A cloud of witnesses – John Thomas (1757-1801)

A cloud of witnesses – John Thomas (1757-1801)
Hillside in Tamil Nadu, India SOURCE sathish_artisanz Pixabay
Michael Haykin
Michael Haykin Born in England of Irish and Kurdish parents, Michael Haykin is professor of church history and biblical spirituality, holding a Th.D. in Church History from Wycliffe College / University of Toronto.
01 October, 2001 6 min read

John Thomas (1757-1801) died two hundred years ago this year, and accompanied William Carey (1761-1834) as a missionary to India in 1793.

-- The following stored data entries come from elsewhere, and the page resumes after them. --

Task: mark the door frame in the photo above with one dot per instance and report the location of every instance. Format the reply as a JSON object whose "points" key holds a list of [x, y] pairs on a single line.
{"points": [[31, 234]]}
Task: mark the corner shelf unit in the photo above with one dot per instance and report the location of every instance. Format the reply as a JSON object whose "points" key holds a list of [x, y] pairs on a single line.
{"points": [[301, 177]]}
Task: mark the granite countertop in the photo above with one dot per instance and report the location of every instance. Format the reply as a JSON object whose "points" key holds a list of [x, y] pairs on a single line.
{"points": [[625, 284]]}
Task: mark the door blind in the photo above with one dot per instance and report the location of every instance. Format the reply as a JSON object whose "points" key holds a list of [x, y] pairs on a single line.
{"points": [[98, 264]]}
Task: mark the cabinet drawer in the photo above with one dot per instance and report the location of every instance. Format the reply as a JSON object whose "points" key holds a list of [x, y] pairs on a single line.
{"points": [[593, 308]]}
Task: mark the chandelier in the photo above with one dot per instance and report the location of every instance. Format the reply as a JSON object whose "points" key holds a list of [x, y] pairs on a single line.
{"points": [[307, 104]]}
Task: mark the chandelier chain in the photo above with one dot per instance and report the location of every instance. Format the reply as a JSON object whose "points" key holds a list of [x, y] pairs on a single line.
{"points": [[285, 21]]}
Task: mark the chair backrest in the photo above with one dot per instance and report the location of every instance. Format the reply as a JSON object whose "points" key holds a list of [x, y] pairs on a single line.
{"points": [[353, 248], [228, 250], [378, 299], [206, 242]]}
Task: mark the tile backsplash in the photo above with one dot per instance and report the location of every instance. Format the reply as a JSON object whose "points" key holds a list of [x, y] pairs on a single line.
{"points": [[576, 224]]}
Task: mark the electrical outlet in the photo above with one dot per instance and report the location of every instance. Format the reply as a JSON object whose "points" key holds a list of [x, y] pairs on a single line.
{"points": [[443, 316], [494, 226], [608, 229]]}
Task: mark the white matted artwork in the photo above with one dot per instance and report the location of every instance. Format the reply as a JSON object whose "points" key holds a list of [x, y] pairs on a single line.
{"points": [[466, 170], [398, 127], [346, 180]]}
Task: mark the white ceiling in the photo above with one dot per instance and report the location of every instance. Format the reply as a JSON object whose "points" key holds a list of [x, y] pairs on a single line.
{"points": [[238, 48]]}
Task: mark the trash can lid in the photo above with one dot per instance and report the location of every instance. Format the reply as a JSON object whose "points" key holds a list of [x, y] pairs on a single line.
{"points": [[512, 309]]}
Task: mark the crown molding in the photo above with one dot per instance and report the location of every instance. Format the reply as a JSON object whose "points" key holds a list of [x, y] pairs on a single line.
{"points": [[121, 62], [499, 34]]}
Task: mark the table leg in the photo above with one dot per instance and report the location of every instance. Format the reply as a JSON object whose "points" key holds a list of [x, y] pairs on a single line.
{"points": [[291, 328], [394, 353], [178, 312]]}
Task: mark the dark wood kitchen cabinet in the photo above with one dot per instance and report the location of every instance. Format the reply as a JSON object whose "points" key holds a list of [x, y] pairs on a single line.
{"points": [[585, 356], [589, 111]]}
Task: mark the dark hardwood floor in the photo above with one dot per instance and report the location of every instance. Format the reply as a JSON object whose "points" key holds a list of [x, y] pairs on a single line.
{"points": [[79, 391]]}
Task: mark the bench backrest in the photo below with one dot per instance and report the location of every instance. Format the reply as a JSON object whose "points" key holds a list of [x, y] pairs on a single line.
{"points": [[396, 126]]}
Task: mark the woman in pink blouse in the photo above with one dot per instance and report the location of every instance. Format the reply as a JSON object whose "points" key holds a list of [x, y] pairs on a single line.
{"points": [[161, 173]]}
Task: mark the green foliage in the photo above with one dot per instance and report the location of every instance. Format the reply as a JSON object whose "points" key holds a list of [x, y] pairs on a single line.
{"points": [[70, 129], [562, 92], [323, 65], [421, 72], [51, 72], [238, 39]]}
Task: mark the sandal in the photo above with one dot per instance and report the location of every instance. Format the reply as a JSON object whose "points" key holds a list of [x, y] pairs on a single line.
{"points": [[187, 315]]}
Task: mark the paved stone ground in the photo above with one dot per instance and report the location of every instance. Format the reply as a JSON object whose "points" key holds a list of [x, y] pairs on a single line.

The Baptist historian Ernest Payne once said of him: ‘no stranger figure can ever have played an influential role in missionary history’. His friends, like Carey and Andrew Fuller (1754-1815), noted that his character had a number of glaring faults — he was prone to extreme mood swings, was sometimes easily angered, had little money-sense, and was given to impatience.

William Carey, though, had been convinced that Thomas was ‘a man of great closet piety’, very compassionate in his dealings with the poor in India, and indefatigable in teaching those who were seeking for truth.

Fuller, for his part, had no doubt that Thomas’ style of preaching was well suited to India: ‘a lively, metaphorical, and pointed address on divine subjects, dictated by the circumstances of the moment, and maintained amidst the interruptions and contradictions of a heathen audience’.

Christ’s benefits

Thomas came from a Baptist home in Fairford, Gloucestershire, where his father was a deacon in what was a sturdy Baptist community. Thomas was not found by Christ, however, until he was in London, and sat under the preaching of Samuel Stennet (1727-1795), pastor of Little Wild Street Baptist Church.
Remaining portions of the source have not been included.